# Outline Left on Shirt From Transfer Sheet



## No Joke Customs (Mar 2, 2008)

Hi,

I'm pretty new to all of this and I'm learning as I go along. I use an inkjet printer and transfer paper to make my shirts- The paper itself leaves an outline around where the words and/or image was cut. Sometimes it is less visible than others. What is the best way to eliminate (or at least substantially reduce) the outline's visibility. I use a good quality sheet, and follow the directions exactly- I have also tried using a teflon sheet to repress for about 5-10 seconds after- I tend to do this soon after the initial press. (...not sure if I should wait on that for a bit or not either.) For now, my main concern is the visibility of the outline- I feel like it makes the shirt look cheap. Is this common and how do I get rid of it (other than not using inkjet transfer sheets- haha.) Thanks for your help.

-Dave (NJC)


----------



## make_edit (Jan 25, 2008)

It should go away by itself. You will be surprised that even just leaving it on a table and coming back 30 min later it will be noticeably better.


----------



## No Joke Customs (Mar 2, 2008)

Thanks for the Reply "Make edit." Much appreciated. I did do some last night, and while they didn't turn out too bad, I still noticibly see the outline on 1-2 of the 3. Do you know of any way, other than what I have already tried, to help get rid of it? Thanks again.

-Dave (NJC)


----------



## make_edit (Jan 25, 2008)

You might could loosen the pressure, or if it is actually frying the fibers(looks like there are little sparkle flecks in it) you could lower the temperature a bit. Also depends on the fabric you are using.


----------



## No Joke Customs (Mar 2, 2008)

Thanks again for the reply, "Make edit." I use a 50/50 blend shirt. I don't think I'm getting the fried effect, but that's good to know- I'll have to keep an eye out for that. I'll try the pressure/temp adjustments and see what happens- I'm still a bit curious why using the same time/pressure/temp. the shirts gave me different results... go figure. haha. Thanks again.

-Dave (NJC)


----------



## Girlzndollz (Oct 3, 2007)

Are you talking about the clear polymer window around your design within your trimming line?

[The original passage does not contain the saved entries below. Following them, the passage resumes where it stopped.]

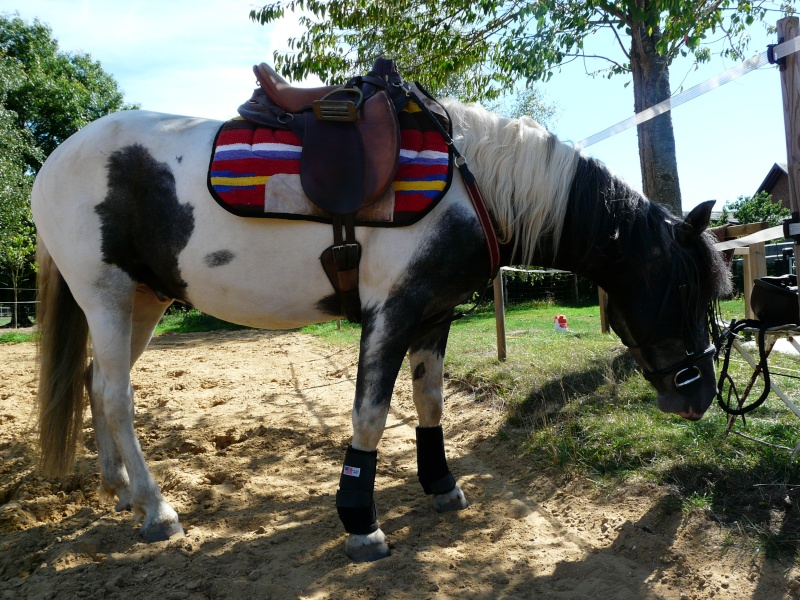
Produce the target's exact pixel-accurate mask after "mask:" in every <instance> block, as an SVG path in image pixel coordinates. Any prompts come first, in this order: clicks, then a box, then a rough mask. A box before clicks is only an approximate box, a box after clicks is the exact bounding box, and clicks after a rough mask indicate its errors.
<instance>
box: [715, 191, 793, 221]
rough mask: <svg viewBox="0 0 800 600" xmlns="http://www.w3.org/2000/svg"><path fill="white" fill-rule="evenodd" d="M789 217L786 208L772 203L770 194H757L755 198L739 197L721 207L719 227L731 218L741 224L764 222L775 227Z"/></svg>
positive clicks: (748, 197)
mask: <svg viewBox="0 0 800 600" xmlns="http://www.w3.org/2000/svg"><path fill="white" fill-rule="evenodd" d="M790 215H791V211H790V210H789V209H788V208H784V207H783V206H781V205H780V204H778V203H777V202H773V201H772V194H768V193H766V192H759V193H758V194H756V195H755V196H739V198H738V199H736V200H734V201H733V202H726V203H725V206H723V207H722V215H721V218H720V220H719V225H724V224H725V223H727V222H728V220H729V218H730V216H733V217H734V218H735V219H736V220H737V221H738V222H739V223H742V224H744V223H760V222H761V221H766V222H767V223H769V226H770V227H775V226H776V225H780V224H781V223H783V220H784V219H785V218H787V217H788V216H790Z"/></svg>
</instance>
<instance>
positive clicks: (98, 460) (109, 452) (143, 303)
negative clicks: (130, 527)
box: [86, 285, 171, 511]
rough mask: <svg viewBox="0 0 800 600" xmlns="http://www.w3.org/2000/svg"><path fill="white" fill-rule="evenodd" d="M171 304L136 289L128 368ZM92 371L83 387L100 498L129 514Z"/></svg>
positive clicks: (121, 464) (120, 456) (112, 446)
mask: <svg viewBox="0 0 800 600" xmlns="http://www.w3.org/2000/svg"><path fill="white" fill-rule="evenodd" d="M170 304H171V301H166V302H164V301H161V300H159V299H158V298H156V296H155V294H153V292H152V291H150V289H149V288H147V287H145V286H141V285H140V286H138V287H137V288H136V295H135V299H134V304H133V318H132V325H133V326H132V330H131V356H130V364H131V367H132V366H133V365H134V363H135V362H136V360H137V359H138V358H139V356H141V354H142V352H143V351H144V349H145V348H146V347H147V344H148V342H149V341H150V338H151V337H152V335H153V330H154V328H155V326H156V325H157V324H158V321H159V319H160V318H161V317H162V315H163V314H164V311H165V310H166V309H167V307H168V306H169V305H170ZM93 370H94V364H92V365H91V366H90V368H89V372H88V376H89V377H88V380H89V381H88V382H87V386H86V387H87V389H89V390H90V394H89V398H90V401H91V407H92V424H93V426H94V434H95V440H96V442H97V456H98V461H99V463H100V478H101V482H100V495H101V497H105V498H109V499H112V500H113V499H115V498H116V500H117V503H116V506H115V509H116V510H117V511H122V510H131V508H132V506H131V491H130V480H129V478H128V472H127V470H126V469H125V464H124V463H123V460H122V456H121V455H120V453H119V450H118V449H117V444H116V442H115V441H114V436H113V434H112V433H111V430H110V428H109V426H108V421H107V419H106V416H105V410H104V408H103V396H102V394H99V393H92V384H91V380H92V372H93Z"/></svg>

If that is what you are referring to, that will always transfer to the shirt, unless you invest in a cutter/plotter that will trim your design extremely close for you. To do it by hand with an exacto knife is alot of work.

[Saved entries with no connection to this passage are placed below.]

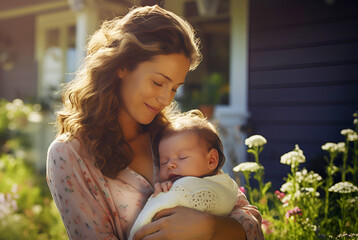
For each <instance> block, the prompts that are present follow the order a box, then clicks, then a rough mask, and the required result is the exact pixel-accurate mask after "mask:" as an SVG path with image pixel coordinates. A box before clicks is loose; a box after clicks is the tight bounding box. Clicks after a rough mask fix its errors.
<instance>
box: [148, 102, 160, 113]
mask: <svg viewBox="0 0 358 240" xmlns="http://www.w3.org/2000/svg"><path fill="white" fill-rule="evenodd" d="M145 105H146V106H147V108H149V110H151V111H152V112H153V113H158V112H159V111H160V109H159V108H156V107H152V106H150V105H148V104H146V103H145Z"/></svg>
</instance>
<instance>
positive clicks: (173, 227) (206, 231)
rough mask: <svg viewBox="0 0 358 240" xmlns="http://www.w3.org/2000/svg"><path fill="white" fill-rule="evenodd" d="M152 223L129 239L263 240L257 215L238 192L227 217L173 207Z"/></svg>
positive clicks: (156, 218) (157, 213) (164, 210)
mask: <svg viewBox="0 0 358 240" xmlns="http://www.w3.org/2000/svg"><path fill="white" fill-rule="evenodd" d="M155 219H157V220H156V221H155V222H152V223H150V224H147V225H145V226H144V227H142V228H141V229H140V230H139V231H137V232H136V234H135V235H134V237H133V239H135V240H139V239H145V240H159V239H171V240H175V239H181V240H185V239H200V240H205V239H214V240H215V239H217V240H222V239H225V240H231V239H232V240H244V239H247V240H252V239H258V240H260V239H264V237H263V234H262V231H261V215H260V213H259V212H258V210H257V208H256V207H255V206H252V205H249V203H248V201H247V200H246V197H245V195H243V194H242V193H241V192H239V196H238V201H237V203H236V206H235V208H234V210H233V211H232V213H231V214H230V217H222V216H215V215H212V214H208V213H203V212H200V211H197V210H193V209H189V208H186V207H175V208H170V209H164V210H162V211H160V212H158V213H157V214H156V216H155Z"/></svg>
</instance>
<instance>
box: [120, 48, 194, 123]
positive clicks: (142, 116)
mask: <svg viewBox="0 0 358 240" xmlns="http://www.w3.org/2000/svg"><path fill="white" fill-rule="evenodd" d="M189 67H190V60H189V59H188V58H187V57H186V56H185V55H184V54H170V55H158V56H155V57H154V58H152V59H151V60H150V61H146V62H142V63H140V64H139V65H138V66H137V68H136V69H134V70H133V71H127V70H126V69H124V70H118V77H119V78H120V79H121V83H120V93H119V94H120V96H121V100H122V103H123V109H122V111H121V112H120V115H119V116H120V120H121V121H128V120H129V121H132V120H134V121H136V122H137V123H140V124H144V125H146V124H149V123H151V122H152V120H153V119H154V117H155V116H156V115H157V114H158V113H159V112H160V111H161V110H162V109H163V108H165V107H166V106H168V105H169V104H170V103H171V102H172V100H173V98H174V96H175V93H176V91H177V89H178V87H180V86H181V85H183V84H184V81H185V77H186V75H187V73H188V71H189Z"/></svg>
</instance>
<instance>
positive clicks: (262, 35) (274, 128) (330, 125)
mask: <svg viewBox="0 0 358 240" xmlns="http://www.w3.org/2000/svg"><path fill="white" fill-rule="evenodd" d="M357 9H358V2H357V1H354V0H337V1H335V2H334V3H333V4H331V5H329V4H326V3H325V1H323V0H322V1H318V0H290V1H286V0H270V1H260V0H251V1H250V35H249V37H250V50H249V58H250V70H249V111H250V113H251V119H250V127H251V129H252V132H253V133H255V134H261V135H263V136H265V137H266V138H267V140H268V144H267V146H266V148H265V150H264V151H263V152H262V161H261V162H262V164H263V165H264V166H265V168H266V175H265V176H266V180H270V181H273V183H274V185H275V186H276V187H278V186H280V184H282V183H283V181H282V178H283V177H285V176H286V175H287V172H288V171H290V168H289V167H288V166H287V167H286V166H283V165H282V164H280V156H281V155H282V154H284V153H286V152H288V151H291V150H293V148H294V145H295V144H296V143H297V144H299V145H300V147H301V149H302V150H303V151H304V153H305V155H306V158H307V163H306V166H307V168H309V169H313V170H315V171H317V172H320V173H321V174H324V173H323V164H324V160H323V158H322V154H324V152H323V151H322V150H321V145H323V144H324V143H326V142H328V141H331V142H338V141H344V139H343V136H341V135H340V130H341V129H343V128H352V127H353V124H352V122H353V117H352V114H353V113H354V112H355V111H356V110H358V31H357V29H358V11H357Z"/></svg>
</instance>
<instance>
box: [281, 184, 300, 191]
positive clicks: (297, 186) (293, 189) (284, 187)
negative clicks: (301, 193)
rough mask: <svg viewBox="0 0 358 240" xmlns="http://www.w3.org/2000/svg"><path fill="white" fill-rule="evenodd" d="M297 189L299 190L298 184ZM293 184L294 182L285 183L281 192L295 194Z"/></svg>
mask: <svg viewBox="0 0 358 240" xmlns="http://www.w3.org/2000/svg"><path fill="white" fill-rule="evenodd" d="M295 185H296V189H298V188H299V185H298V184H297V183H296V184H295ZM293 190H294V189H293V183H292V182H285V183H284V184H282V186H281V188H280V191H281V192H286V193H287V192H293Z"/></svg>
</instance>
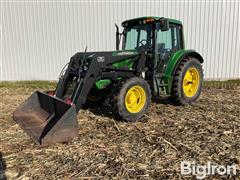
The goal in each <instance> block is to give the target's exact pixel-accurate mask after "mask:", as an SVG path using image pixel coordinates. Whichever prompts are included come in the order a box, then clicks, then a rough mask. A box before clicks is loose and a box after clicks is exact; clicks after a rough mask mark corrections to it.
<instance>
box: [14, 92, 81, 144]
mask: <svg viewBox="0 0 240 180" xmlns="http://www.w3.org/2000/svg"><path fill="white" fill-rule="evenodd" d="M13 119H14V120H15V121H16V122H17V123H18V124H19V125H20V126H21V127H22V129H23V130H24V131H25V132H26V133H27V134H28V135H29V136H30V137H31V138H32V139H33V140H34V141H35V142H36V143H37V144H40V145H43V146H46V145H50V144H54V143H58V142H67V141H69V140H71V139H72V138H74V137H76V136H77V135H78V123H77V113H76V109H75V107H73V106H71V105H70V104H67V103H66V102H64V101H63V100H62V99H59V98H56V97H53V96H49V95H47V94H45V93H42V92H39V91H36V92H35V93H33V94H32V95H31V96H30V97H29V98H28V99H27V100H26V101H25V102H24V103H23V104H22V105H20V106H19V107H18V108H17V109H16V110H15V111H14V113H13Z"/></svg>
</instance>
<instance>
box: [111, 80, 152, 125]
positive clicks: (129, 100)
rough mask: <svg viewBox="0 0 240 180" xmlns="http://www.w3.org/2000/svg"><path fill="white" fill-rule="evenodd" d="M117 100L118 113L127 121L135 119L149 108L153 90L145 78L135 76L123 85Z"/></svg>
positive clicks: (150, 102)
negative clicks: (148, 84)
mask: <svg viewBox="0 0 240 180" xmlns="http://www.w3.org/2000/svg"><path fill="white" fill-rule="evenodd" d="M116 100H117V102H116V105H117V112H118V114H119V115H120V116H121V117H122V118H123V119H125V120H127V121H135V120H138V119H139V118H141V117H142V116H143V115H144V114H145V113H146V111H147V110H148V108H149V106H150V104H151V90H150V87H149V85H148V83H147V82H146V81H145V80H144V79H142V78H138V77H134V78H131V79H128V80H127V81H126V82H125V83H124V84H123V85H122V87H121V88H120V91H119V93H118V95H117V98H116Z"/></svg>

With a paper like Jetprosofstretch, the window just about disappears after the first wash. In fact, since JPSS has barely a hand at all, it is almost not detectable after the first wash. The polymer window is not an issue on my JP shirts, and I sometimes leave rectangle boxes around text. 

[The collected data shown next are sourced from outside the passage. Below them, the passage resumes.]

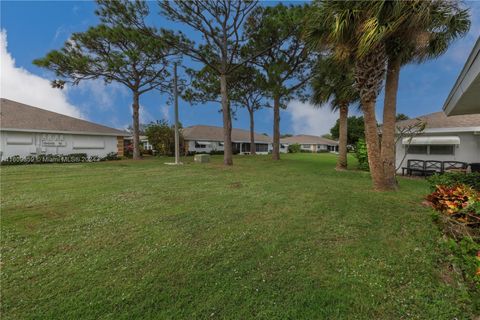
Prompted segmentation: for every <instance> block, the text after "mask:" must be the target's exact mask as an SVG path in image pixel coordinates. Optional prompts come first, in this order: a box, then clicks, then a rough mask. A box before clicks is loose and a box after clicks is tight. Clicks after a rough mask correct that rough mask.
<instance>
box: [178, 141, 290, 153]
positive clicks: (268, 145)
mask: <svg viewBox="0 0 480 320" xmlns="http://www.w3.org/2000/svg"><path fill="white" fill-rule="evenodd" d="M197 142H198V143H202V142H203V143H207V144H206V145H205V148H197V147H195V141H194V140H188V141H186V143H187V145H188V151H189V152H205V153H210V152H212V151H223V142H222V141H200V140H197ZM244 143H248V142H244ZM259 143H262V144H263V143H264V142H259ZM221 144H222V145H221ZM284 146H285V147H284V148H280V152H282V153H287V152H288V145H284ZM272 150H273V145H272V144H271V143H269V144H268V152H272ZM268 152H256V154H268Z"/></svg>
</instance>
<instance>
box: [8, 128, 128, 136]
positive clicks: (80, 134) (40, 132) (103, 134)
mask: <svg viewBox="0 0 480 320" xmlns="http://www.w3.org/2000/svg"><path fill="white" fill-rule="evenodd" d="M0 131H15V132H34V133H36V132H38V133H44V132H45V133H63V134H80V135H89V136H114V137H120V136H122V137H127V136H129V135H131V134H130V133H127V132H126V133H120V132H119V133H105V132H87V131H62V130H43V129H15V128H1V129H0Z"/></svg>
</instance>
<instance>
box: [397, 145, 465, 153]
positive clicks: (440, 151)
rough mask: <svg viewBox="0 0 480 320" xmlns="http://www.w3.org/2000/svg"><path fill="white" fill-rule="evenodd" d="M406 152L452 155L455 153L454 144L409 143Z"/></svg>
mask: <svg viewBox="0 0 480 320" xmlns="http://www.w3.org/2000/svg"><path fill="white" fill-rule="evenodd" d="M406 151H407V153H408V154H435V155H441V154H444V155H453V154H454V153H455V146H454V145H428V146H427V145H411V146H409V147H408V149H407V147H406Z"/></svg>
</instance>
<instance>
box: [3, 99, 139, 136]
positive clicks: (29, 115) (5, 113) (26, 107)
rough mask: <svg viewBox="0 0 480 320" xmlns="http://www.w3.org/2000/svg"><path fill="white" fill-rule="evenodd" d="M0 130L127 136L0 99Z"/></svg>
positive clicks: (26, 106)
mask: <svg viewBox="0 0 480 320" xmlns="http://www.w3.org/2000/svg"><path fill="white" fill-rule="evenodd" d="M0 128H1V129H2V130H18V131H23V130H25V131H32V130H39V131H51V132H66V133H68V132H71V133H85V134H104V135H118V136H125V135H129V134H128V133H127V132H125V131H121V130H117V129H113V128H110V127H106V126H102V125H100V124H96V123H93V122H89V121H85V120H81V119H77V118H73V117H69V116H66V115H63V114H59V113H56V112H52V111H48V110H44V109H40V108H36V107H32V106H29V105H26V104H23V103H19V102H16V101H12V100H8V99H4V98H2V99H1V103H0Z"/></svg>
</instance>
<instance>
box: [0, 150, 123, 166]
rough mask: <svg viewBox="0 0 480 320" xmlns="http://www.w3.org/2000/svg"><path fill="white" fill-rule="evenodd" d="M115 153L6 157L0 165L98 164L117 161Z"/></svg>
mask: <svg viewBox="0 0 480 320" xmlns="http://www.w3.org/2000/svg"><path fill="white" fill-rule="evenodd" d="M119 159H120V158H119V157H118V155H117V153H115V152H110V153H109V154H107V155H106V156H105V157H102V158H101V157H99V156H91V157H88V155H87V154H86V153H71V154H67V155H63V154H39V155H30V156H26V157H25V158H22V157H20V156H19V155H16V156H12V157H8V158H6V159H5V160H2V163H1V164H2V165H21V164H43V163H79V162H98V161H106V160H119Z"/></svg>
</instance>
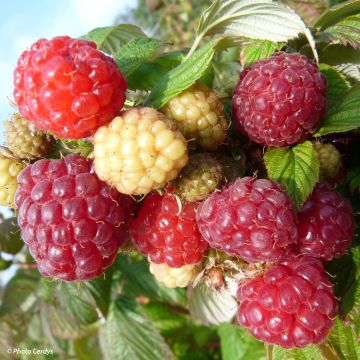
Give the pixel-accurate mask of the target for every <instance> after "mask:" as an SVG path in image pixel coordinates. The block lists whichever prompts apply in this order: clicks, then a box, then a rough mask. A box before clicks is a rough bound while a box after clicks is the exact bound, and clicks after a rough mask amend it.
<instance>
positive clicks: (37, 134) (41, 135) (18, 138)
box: [4, 114, 51, 160]
mask: <svg viewBox="0 0 360 360" xmlns="http://www.w3.org/2000/svg"><path fill="white" fill-rule="evenodd" d="M4 126H5V129H6V134H5V137H6V145H7V147H8V148H9V150H10V151H11V152H12V153H13V154H14V155H16V156H17V157H19V158H21V159H26V160H33V159H37V158H40V157H43V156H45V155H46V154H47V153H48V151H49V150H50V147H51V143H50V140H49V138H48V137H47V136H46V135H45V134H44V133H41V132H39V131H38V130H36V129H35V128H34V127H33V125H32V124H30V123H29V122H28V121H27V120H26V119H25V118H23V117H22V116H21V115H20V114H14V115H13V116H12V117H11V119H10V120H9V121H5V122H4Z"/></svg>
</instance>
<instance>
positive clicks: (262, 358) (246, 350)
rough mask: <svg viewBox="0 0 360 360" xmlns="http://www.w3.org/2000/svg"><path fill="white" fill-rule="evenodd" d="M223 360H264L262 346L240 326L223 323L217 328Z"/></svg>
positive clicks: (221, 352)
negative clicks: (220, 344) (263, 359)
mask: <svg viewBox="0 0 360 360" xmlns="http://www.w3.org/2000/svg"><path fill="white" fill-rule="evenodd" d="M218 333H219V336H220V340H221V355H222V359H223V360H234V359H236V360H248V359H251V360H263V359H264V360H265V359H266V356H265V349H264V344H263V343H261V342H260V341H257V340H256V339H255V338H254V337H253V336H251V335H250V334H249V333H248V332H247V331H246V330H245V329H243V328H241V327H240V326H235V325H232V324H228V323H224V324H221V325H220V326H219V328H218Z"/></svg>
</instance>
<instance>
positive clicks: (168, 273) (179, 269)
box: [150, 261, 197, 288]
mask: <svg viewBox="0 0 360 360" xmlns="http://www.w3.org/2000/svg"><path fill="white" fill-rule="evenodd" d="M150 272H151V273H152V274H153V275H154V276H155V278H156V280H157V281H159V282H160V283H162V284H164V285H165V286H166V287H168V288H176V287H187V286H189V285H190V284H191V283H192V282H193V281H194V279H195V277H196V274H197V267H196V265H184V266H182V267H180V268H172V267H170V266H169V265H168V264H155V263H153V262H151V261H150Z"/></svg>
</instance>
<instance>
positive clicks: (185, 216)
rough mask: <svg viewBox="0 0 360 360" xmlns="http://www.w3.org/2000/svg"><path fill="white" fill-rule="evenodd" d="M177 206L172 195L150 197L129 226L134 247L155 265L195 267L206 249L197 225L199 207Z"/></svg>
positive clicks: (174, 198) (205, 241)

JP = tshirtsupplies.com. Sample pack is one penny, plus low shipping.

No fading, stretches with shirt instead of cracking, very soft hand, polymer is known to all but disappear, if not disappear.


----------



## No Joke Customs (Mar 2, 2008)

Thanks for the reply "Girlzndolls." That is what I was referring to. I actually am using the soft-stretch and one did turn out real well, while the other 2 I did showed signs of the cut line. I wasn't sure what I did different, because I though I did them all the same way, I pressed for 5 seconds to remove wrinkles and moisture, applied sheet at 375 for 30sec. as per the directions, then repressed w/ teflon for another 5-10 seconds. Does repressing after the initial press possibly make the line more visible if left on a few seconds longer? I though it would help reduce the line. Anyway, thanks for the help.

-Dave (NJC)


----------



## Girlzndollz (Oct 3, 2007)

That line won't change from pressing, pre-pressing or time. That's the chemical product on the paper that carries the ink to the substrate (shirt in this case). Whereever it is present, and no ink, it will look like you see it. Only washing will reduce it.

On that note, the shirt itself will make a huge difference as to how noticeable the window is. The window is what we call the outer edge of the image, the leftover polymer "box" or outline.

I just tested JP on a Hane's 100% cotton beefy tee, and a Gildans 50/50 cotton/poly Ultra blend.

Hands down the Gildan's appearance is superior by far.

The window on the Gildan's is barely detectable, the window on the Hane's is much heavier. I am convinced it is the full cotton content. It is apparent in all of my tests.

While the color has a tiny bit more punch on the cottons (more cotton for the color to adhere to), the finished product on the 50/50's are visually superior for a clean, sleek look.

The difference in color punch is negligable. Hope this info helps you get where you want to go. Best regards.


----------



## mrdavid (Sep 14, 2007)

trim up to your pic leave no space that is what I do when selling them so there is no mark at all it will hold up I have washed shirts that I do this to and they look very nice


----------



## koi dragon (Aug 7, 2007)

Dave,
I had the same issues using the same paper and same settings. I know it is hard to cut directly around the words, but I take the time to cut all designs as close as possible and it has worked out much better for me. 

I also lowered the pressure because it can change from shirt to shirt, not sure how or why but I can do one shirt and the pressure reads 3 and without touching the press, the next shirt the reading says 6. I restart and lower the pressure and it seems to work. I switched from Hanes to Gildan 50/50 and I agree with Kelly, the window is far less.


----------



## No Joke Customs (Mar 2, 2008)

Thanks for the info. I'll def. give it a try.

-Dave (NJC)


----------